IN ONE of the city’s longest running planning sagas, developer Mark Piggott has got permission from the council to knock Clontarf’s Redcourt House – “fire gutted and derelict says Piggott – for a scheme of 59 apartments.
The Victorian property hit the headlines last year when the burned remains of a man were found after a fire in the house. In January Piggott got permission to convert the house into four apartments and build a five-storey 33-unit apartment block and nine townhouses on the site. In the wake of the fire Piggott submitted an alternative application seeking permission to knock the house and build a new house containing five apartments as well as a five-storey 54-unit apartment building.
The house on 1.65 acres has been at the centre of a planning dispute in recent years. While Piggott bought the house in 2004 for €7.5m, there are planning files for the house dating to 1980.
Piggott’s original plan to knock the house for 54 apartments was rejected by the council and An Bord Pleanála. Although the developer succeeded in stopping the house being listed, the board said it was an intrinsic element of the site.

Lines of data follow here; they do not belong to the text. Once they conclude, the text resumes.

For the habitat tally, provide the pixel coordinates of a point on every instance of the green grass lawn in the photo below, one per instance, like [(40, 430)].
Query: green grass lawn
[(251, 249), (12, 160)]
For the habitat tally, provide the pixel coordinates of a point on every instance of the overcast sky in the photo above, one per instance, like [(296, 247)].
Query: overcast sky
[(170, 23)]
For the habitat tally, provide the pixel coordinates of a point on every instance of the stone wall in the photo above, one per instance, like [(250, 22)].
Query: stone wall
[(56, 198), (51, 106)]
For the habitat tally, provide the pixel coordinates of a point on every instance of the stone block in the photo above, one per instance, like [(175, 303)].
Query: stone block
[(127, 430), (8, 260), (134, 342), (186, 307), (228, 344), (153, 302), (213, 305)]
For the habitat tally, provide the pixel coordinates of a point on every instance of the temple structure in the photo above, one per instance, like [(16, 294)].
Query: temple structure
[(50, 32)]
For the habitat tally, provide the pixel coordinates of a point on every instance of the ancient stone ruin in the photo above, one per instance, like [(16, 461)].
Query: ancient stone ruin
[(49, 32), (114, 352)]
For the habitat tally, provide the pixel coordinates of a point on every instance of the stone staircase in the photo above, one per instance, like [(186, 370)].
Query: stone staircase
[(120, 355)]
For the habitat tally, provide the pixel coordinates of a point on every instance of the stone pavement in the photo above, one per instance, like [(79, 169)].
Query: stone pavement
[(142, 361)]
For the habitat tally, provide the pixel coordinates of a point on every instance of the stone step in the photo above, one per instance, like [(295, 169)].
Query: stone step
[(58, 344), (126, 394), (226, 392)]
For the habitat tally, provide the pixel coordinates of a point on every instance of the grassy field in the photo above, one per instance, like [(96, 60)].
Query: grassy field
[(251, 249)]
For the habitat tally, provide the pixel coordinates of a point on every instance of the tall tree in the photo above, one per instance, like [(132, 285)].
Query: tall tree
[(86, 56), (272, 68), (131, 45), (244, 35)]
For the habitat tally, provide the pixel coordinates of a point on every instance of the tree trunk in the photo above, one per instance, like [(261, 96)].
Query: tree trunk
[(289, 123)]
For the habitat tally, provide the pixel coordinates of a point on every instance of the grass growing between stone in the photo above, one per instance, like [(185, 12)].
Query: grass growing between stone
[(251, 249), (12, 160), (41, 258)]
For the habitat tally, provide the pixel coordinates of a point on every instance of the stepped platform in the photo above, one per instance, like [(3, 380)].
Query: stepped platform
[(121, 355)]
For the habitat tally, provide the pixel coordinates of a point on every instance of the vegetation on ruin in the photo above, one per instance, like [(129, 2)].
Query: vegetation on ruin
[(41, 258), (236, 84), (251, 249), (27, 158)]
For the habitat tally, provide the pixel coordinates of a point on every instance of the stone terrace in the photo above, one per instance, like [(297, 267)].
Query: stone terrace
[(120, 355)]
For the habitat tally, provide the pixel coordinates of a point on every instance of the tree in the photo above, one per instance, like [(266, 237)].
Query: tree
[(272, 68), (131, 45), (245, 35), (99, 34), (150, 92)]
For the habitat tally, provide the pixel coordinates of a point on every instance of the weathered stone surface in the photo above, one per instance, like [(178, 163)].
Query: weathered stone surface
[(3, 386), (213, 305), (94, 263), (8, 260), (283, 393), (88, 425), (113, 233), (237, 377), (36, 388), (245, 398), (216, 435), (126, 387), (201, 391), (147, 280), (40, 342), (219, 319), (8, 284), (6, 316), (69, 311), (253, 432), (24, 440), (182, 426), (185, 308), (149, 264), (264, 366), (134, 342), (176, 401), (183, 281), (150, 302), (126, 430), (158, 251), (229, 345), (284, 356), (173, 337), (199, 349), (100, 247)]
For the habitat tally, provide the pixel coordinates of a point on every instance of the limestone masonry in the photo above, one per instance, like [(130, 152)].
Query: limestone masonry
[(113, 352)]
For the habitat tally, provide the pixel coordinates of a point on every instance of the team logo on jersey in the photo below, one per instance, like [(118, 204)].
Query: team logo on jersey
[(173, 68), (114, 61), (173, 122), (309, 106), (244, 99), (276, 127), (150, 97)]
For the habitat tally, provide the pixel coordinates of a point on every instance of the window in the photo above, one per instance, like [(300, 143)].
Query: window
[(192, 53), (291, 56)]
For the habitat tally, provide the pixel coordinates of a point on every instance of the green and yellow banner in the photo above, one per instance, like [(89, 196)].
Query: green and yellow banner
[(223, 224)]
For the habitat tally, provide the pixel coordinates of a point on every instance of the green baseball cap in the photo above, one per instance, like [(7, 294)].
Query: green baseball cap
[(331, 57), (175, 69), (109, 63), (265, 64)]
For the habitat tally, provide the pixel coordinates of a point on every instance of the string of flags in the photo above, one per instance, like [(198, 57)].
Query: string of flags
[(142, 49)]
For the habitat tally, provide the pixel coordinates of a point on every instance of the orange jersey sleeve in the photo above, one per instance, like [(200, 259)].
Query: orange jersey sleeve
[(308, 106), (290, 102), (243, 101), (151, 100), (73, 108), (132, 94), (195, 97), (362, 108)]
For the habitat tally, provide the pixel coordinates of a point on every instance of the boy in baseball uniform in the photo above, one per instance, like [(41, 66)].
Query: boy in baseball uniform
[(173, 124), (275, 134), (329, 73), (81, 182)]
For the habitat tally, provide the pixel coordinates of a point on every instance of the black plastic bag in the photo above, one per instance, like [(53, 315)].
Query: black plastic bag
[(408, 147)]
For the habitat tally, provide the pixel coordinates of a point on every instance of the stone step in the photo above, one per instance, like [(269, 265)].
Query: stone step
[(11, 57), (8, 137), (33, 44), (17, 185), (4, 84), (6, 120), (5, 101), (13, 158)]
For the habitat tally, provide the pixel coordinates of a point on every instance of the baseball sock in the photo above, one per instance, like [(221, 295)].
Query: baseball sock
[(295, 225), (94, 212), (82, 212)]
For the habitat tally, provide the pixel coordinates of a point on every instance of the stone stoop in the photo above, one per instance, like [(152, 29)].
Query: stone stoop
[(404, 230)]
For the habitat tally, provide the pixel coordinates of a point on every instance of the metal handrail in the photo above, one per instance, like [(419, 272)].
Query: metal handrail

Meanwhile, another planning saga was simmering away this week. Developers Clondean Ltd – made up of Mark Sloan, Francis Rhatigan and Christopher Jones – were thwarted in their plans to add two more storeys to their proposed apartment scheme at the former OPW site at Lad Lane, D2. An Bord Pleanála ruled that the additional two storeys would be contrary to proper planning. Expect appeals and renewed applications!